All of these combined make up the multiplayer online battle arena (MOBA) genre, a gaming genre that started to form during the birth of League of Legends to match DotA in a potentially new eSports venture. Before its conception, however, DotA was the only one of its kind which made the name as a pseudo-genre of sorts to represent the game design.

Everything that IceFrog made has been replicated in DotA’s competitors with unique twists and variations: League of Legends has a different classification for damage types, two neutral objectives, and a completely symmetrical map (save for the river objectives). Mobile MOBAs are made to host shorter game times and faster action, dedicated to the casual mobile gamers than the avid PC gamers.

A Dedicated Following

The steep learning and difficulty curve from the original DotA (and subsequently DOTA 2) lies in the information overload.

Because the game requires the player to control a hero of their choosing with abilities to keep in mind, hand-eye coordination and a good grasp of the keyboard is needed. Issuing an attack command to attack their enemies sounds simple, but everything so far is simply about the basic micro skills, or skills at the individual level. Orb walking and animation cancelling are micro skills that are important for players.

After knowing how to control your hero and cast your abilities, you now have to know about the different heroes and their abilities, the different items, vision, stacking camps, disjointing projectiles, denying creeps, and the little nuances such as whether a skill goes through spell immunity or not. There is no tutorial to cover every single thing, but there are only the basics. Therefore, it is the player’s responsibility to have a semblance of everything if they want to win the game.

For a multiplayer video game, DotA 2 actually has quite the dedicated playerbase. They had an all-time peak of 1.2 million players, and over 626 thousand peak players on a 24-hour average. While it’s not as large as League of Legends, DotA 2 serves the niche of the players who truly enjoy the pure, unadulterated DotA experience that has remained for more than a decade.

Infinite Possibilities

Outside of DotA 2’s loyal followers, the game has a nasty reputation of everything being overpowered. With 4-second stuns and huge burst damage, as well as punishment for excessively dying, these may deter potential players from trying to experience the rest of what the game can offer due to frustration.

That same frustration puts a veil on the vast potential of what can happen in DotA 2. Because every hero has truly unique skills, mechanics, and thematic, there is a plethora of strategies that a team can build upon. Given any team composition, a single change in hero pick can drastically shift the way a team will approach a team fight (especially if you have a Faceless Void).

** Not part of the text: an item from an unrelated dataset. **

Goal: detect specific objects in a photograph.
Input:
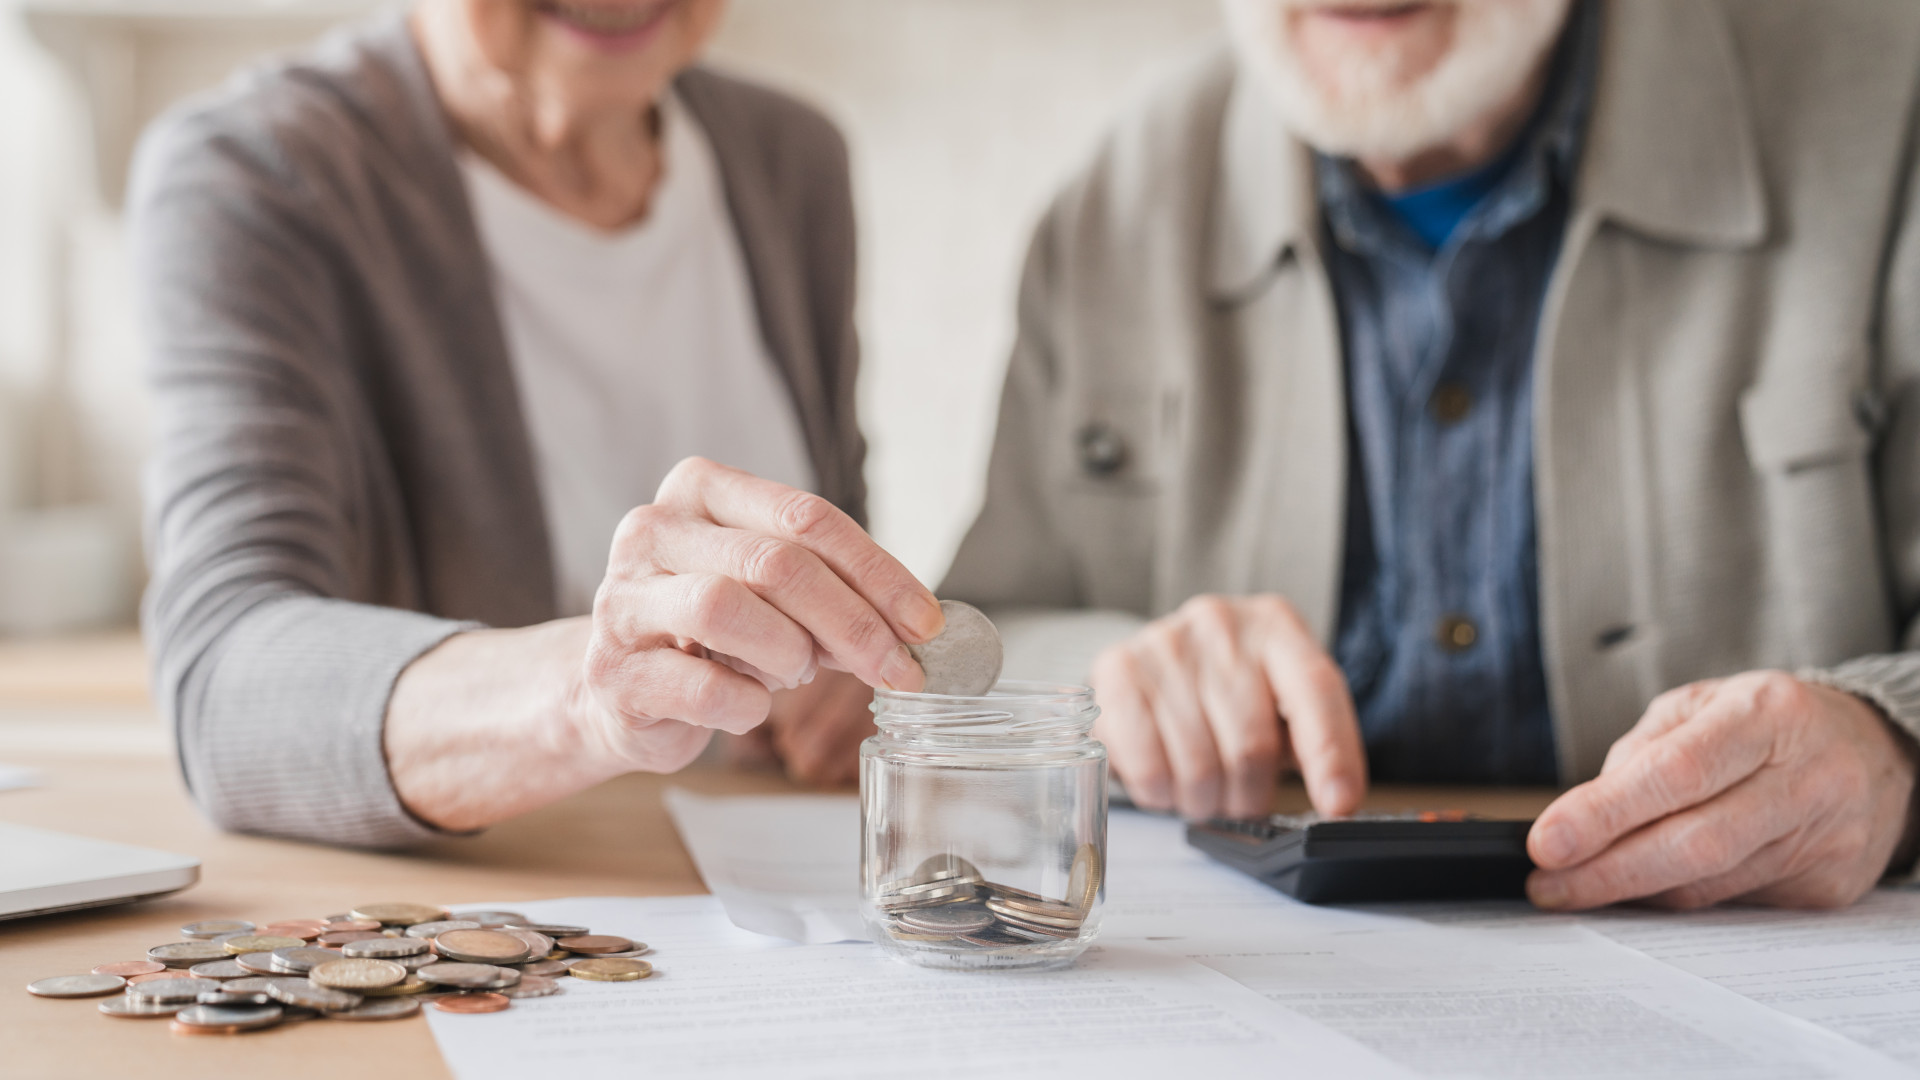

No other MOBA has ever created a hero like Meepo: a hero that creates permanent copies of itself that are controllable. With one other Meepo, the player can send him to take neutral creeps while the original Meepo goes back to the lane. More possibilities open up once the player gets more copies. The risk, however, is that if one Meepo dies, all Meepos die. This calls for supreme map awareness and godly macro to make sure the Meepos don’t die while making an impact on all lanes.

Strategy wise, DotA 2 actually incentivizes a number of ways to win the game. Split pushing to pull pressure from other lanes is common sense, but coordinating with your teammates to use Smoke of Deceit and catch unsuspecting foes is something other MOBAs have yet to replicate because it may look “overpowered”.

Concluding Thoughts

DotA 2 isn’t going to stop anytime soon because they have already distinguished themselves from their competitors. Managing to keep the same format and gameplay working for more than a decade is no easy feat, which is why we now have Outposts, Hero Talents, and actual new heroes.

Valve and IceFrog has made changes and additions that keep the DotA 2 vibes and status quo without falling to similar styles as their competitors. They are still the giants that have shaped the lives of many gamers in the past decade, and they will be staying for the new decade.